Tuesday, October 03, 2006

Google's Rivals, Rushdie's Clown, Dowd, Vlad: New Paperbacks

Google's Rivals, Rushdie's Clown, Dowd, Vlad: New Paperbacks

By Edward Nawotka

Oct. 3 (Bloomberg) -- Vlad the Impaler is still alive and sucking in Elizabeth Kostova's novel ``The Historian,'' one of October's paperback releases.

Also this month: books on porn, Google, Teddy Roosevelt.

In ``Shalimar the Clown'' (Random House), Salman Rushdie explores the origins and mind-set of a Muslim assassin. Rushdie, who himself remains under a fatwa, argues that terrorism originates not with religion and politics but with personal grudges. The story in this impassioned novel centers on a Jewish U.S. diplomat slain by a Kashmiri Muslim. The novelist, whose recent work has slipped of late, benefits from the return to the subcontinental settings of his powerful early novels ``Midnight's Children'' and ``Shame'' and portrays the mountainous region of Kashmir as a lost Eden corrupted by its collision with modernity.

``The Search: How Google and Its Rivals Rewrote the Rules of Business and Transformed Our Culture'' by John Battelle (Portfolio). Google has a huge slab of the market in finding out what the world wants and so an edge in leveraging that knowledge into real dollars and cents, argues this highly regarded Silicon Valley journalist.

``Are Men Necessary? When Sexes Collide'' by Maureen Dowd (Berkley). The New York Times columnist offers her gloss on the age-old question of boys-versus-girls and applies a provocative smear of high-heeled, lipsticked pragmatism to the face of 21st- century feminism.

``The Historian'' by Elizabeth Kostova (Back Bay). A fat page turner in which an American living in Europe is led on a dangerous quest across Europe to find evidence that the 15th- century villain Vlad the Impaler, aka Dracula, is still alive.

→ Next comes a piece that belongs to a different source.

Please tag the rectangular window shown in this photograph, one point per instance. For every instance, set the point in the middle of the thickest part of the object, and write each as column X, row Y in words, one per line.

``The Tycoons: How Andrew Carnegie, John D. Rockefeller, Jay Gould, and J.P. Morgan Invented the American Supereconomy'' by Charles Morris (Owl). A hagiographical portrait of the four men who embodied the Gilded Age and amassed vast fortunes in oil, gold and steel in the years following the Civil War.

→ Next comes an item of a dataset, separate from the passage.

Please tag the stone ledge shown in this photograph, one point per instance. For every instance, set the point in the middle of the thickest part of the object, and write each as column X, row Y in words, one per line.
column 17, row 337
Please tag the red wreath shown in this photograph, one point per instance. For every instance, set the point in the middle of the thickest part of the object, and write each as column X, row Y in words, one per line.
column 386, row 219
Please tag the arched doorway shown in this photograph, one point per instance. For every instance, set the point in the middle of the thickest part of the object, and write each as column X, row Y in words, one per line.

``The River of Doubt: Theodore Roosevelt's Darkest Journey'' by Candice Millard (Broadway). Millard, a former National Geographic editor, recounts the 1914 exploration of a remote section of the Amazon River in Brazil where the plump ex- president was tracked by cannibals, contracted malaria and nearly died.

``Mission to America'' by Walter Kirn (Anchor). A young member of a dwindling matriarchal cult in Montana is sent forth to locate and convert a mate and finds himself irreversibly transformed by the uninhibited sexuality, self-obsession and vapidity he encounters in a Colorado resort town.

``Illicit: How Smugglers, Traffickers, and Copycats Are Hijacking the Global Economy'' by Moises Naim (Anchor). The editor of Foreign Policy looks at a side effect of globalization: the booming underground trade in drugs, weapons, laundered money, counterfeit goods and human beings.

``How to Make Money Like a Porn Star'' by Neil Strauss and Bernard Chang (Regan Books). The author of porn star Jenna Jameson's biography ``How to Make Love Like a Porn Star'' depicts the behind-the-scenes reality of the skin-flick industry in this unnerving graphic novel, equal parts titillation and morality tale.

``Spook: Science Tackles the Afterlife'' by Mary Roach (Norton). A frequently funny chronicle of Roach's encounters with researchers looking for evidence that life continues beyond the grave, including a man trying to weigh the consciousness of a leech.

(Edward Nawotka is a critic for Bloomberg News. The opinions expressed are his own.)